When it comes to choosing a home loan, understanding the options available can make a significant difference in finding the right fit for your financial situation and goals. Among the most common types of loans offered by lenders are Basic Variable, Standard Variable, and Fixed Rate loans. Each has unique features, benefits, and considerations to keep in mind. Here’s a clear breakdown to help you navigate these options.
Basic Variable Loans
What are they?
Basic Variable loans are typically designed to be straightforward and cost-effective. They usually come with fewer features than other loan types, which often translates into lower fees and sometimes lower rates for borrowers who don’t need extras.
Key characteristics:
- Lower or no ongoing fees
- Limited features (e.g., may not include redraw facilities or offset accounts)
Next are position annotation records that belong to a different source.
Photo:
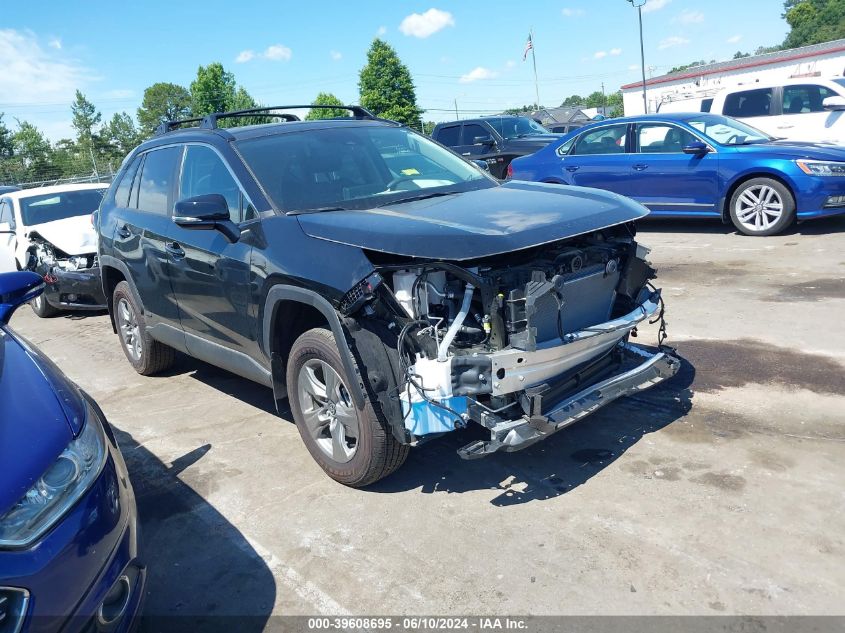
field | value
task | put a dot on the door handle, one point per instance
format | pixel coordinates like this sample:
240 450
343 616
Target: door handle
174 249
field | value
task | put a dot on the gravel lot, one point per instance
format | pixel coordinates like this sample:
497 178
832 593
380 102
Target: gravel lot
719 492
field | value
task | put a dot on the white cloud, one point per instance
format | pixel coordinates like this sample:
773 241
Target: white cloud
245 56
670 42
689 17
425 24
478 73
655 5
277 52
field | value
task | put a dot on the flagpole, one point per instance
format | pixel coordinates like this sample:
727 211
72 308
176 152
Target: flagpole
534 61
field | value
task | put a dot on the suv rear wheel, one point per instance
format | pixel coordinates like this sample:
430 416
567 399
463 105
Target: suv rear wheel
144 353
762 206
350 444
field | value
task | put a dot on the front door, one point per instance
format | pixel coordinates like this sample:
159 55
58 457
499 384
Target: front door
210 275
668 181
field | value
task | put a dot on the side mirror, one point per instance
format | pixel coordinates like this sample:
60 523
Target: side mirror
834 103
206 213
696 148
16 289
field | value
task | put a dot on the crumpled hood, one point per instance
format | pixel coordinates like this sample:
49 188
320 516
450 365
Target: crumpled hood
75 236
476 224
34 426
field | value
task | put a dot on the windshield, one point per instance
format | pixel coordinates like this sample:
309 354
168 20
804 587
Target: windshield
727 131
58 206
355 168
516 126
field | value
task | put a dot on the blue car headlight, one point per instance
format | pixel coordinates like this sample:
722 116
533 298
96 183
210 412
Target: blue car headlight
821 167
55 492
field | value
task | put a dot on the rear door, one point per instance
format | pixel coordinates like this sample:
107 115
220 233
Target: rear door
7 237
668 181
599 157
143 225
210 276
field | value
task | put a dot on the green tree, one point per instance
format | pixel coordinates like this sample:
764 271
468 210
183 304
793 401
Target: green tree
33 154
163 102
213 90
326 98
813 21
85 119
386 86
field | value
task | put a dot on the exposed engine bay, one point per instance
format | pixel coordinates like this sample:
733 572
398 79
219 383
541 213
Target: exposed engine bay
505 340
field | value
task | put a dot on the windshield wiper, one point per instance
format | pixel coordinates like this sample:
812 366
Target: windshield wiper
424 196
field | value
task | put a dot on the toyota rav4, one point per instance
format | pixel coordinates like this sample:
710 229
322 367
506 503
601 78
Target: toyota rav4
390 290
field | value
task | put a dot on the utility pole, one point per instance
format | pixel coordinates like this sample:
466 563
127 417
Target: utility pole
639 6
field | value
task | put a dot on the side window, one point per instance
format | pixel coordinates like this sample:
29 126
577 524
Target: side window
449 136
6 214
204 172
473 131
605 140
805 98
659 138
155 193
748 103
121 194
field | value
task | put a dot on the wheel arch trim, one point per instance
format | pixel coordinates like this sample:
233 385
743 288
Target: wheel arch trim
282 292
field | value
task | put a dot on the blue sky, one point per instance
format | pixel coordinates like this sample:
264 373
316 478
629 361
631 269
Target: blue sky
286 52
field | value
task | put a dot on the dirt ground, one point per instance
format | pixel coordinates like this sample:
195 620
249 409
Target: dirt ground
718 492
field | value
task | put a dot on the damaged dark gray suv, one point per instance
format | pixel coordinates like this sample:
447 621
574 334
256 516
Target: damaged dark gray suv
390 290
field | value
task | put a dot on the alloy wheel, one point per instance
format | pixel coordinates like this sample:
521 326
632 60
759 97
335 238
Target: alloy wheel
328 411
130 332
758 207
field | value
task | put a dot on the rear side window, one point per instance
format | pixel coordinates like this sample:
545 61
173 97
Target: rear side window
155 193
805 98
204 172
473 131
121 194
605 140
449 136
748 103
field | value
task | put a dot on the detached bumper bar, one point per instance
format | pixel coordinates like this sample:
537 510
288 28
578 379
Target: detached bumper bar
514 435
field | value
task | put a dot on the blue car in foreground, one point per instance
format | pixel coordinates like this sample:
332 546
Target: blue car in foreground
68 523
697 165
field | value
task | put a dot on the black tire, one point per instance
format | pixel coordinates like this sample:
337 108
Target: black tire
153 356
761 223
377 453
42 307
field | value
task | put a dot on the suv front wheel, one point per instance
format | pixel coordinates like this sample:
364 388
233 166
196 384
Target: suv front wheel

- Flexible repayments that can change as interest rates fluctuate
- Suitable for borrowers who want a simple, no-frills loan and are comfortable managing repayments without additional loan features
Considerations:
While the lower fees are attractive, the lack of features like offset accounts or flexible repayment options may not suit everyone. It’s important to assess whether the simplicity outweighs the benefits of added flexibility
Standard Variable Loans
What are they?
Standard Variable loans offer more features and flexibility compared to Basic Variable loans. They are the most common loan type and provide a balance between cost and convenience.
Key characteristics:
- Access to features such as redraw facilities and offset accounts
- Ability to make additional repayments without penalty
- Interest rates that can fluctuate with the market
- Suitable for borrowers who want flexibility and the ability to manage their loan actively
Considerations:
The added features often come with slightly higher fees or interest rates compared to Basic Variable loans. However, the benefits of flexibility and control can lead to savings over the life of the loan if used effectively.
Fixed Rate Loans
What are they?
Fixed Rate loans lock in an interest rate for a specified term, usually ranging from 1 to 5 years, providing certainty around repayments during that period.
Key characteristics:
- Repayments remain the same regardless of market rate changes
- Helps with budgeting and financial planning by providing repayment certainty
- May limit the ability to make extra repayments or access redraw facilities without fees
- Suitable for borrowers who prefer stability and want to protect themselves against potential interest rate rises
Considerations:
While fixed rates offer peace of mind, they can come with higher interest rates than variable loans and may incur break costs if you want to exit the fixed term early. It’s important to weigh the benefits of certainty against potential costs and flexibility.
Which Loan Type is Right for You?
Choosing between Basic Variable, Standard Variable, and Fixed Rate loans depends on your financial goals, risk tolerance, and how you plan to manage your loan.
- If you prefer simplicity and lower ongoing costs, a Basic Variable loan might suit you.
- If you want flexibility and access to helpful loan features, a Standard Variable loan could be the better choice.
- If you value repayment certainty and want to avoid the risk of rising rates, consider a Fixed Rate loan or even a split loan that combines fixed and variable portions.
Disclaimer: Lender eligibility criteria applies. This information is general in nature and does not constitute financial advice. Borrowers should seek personalised advice based on their individual circumstances.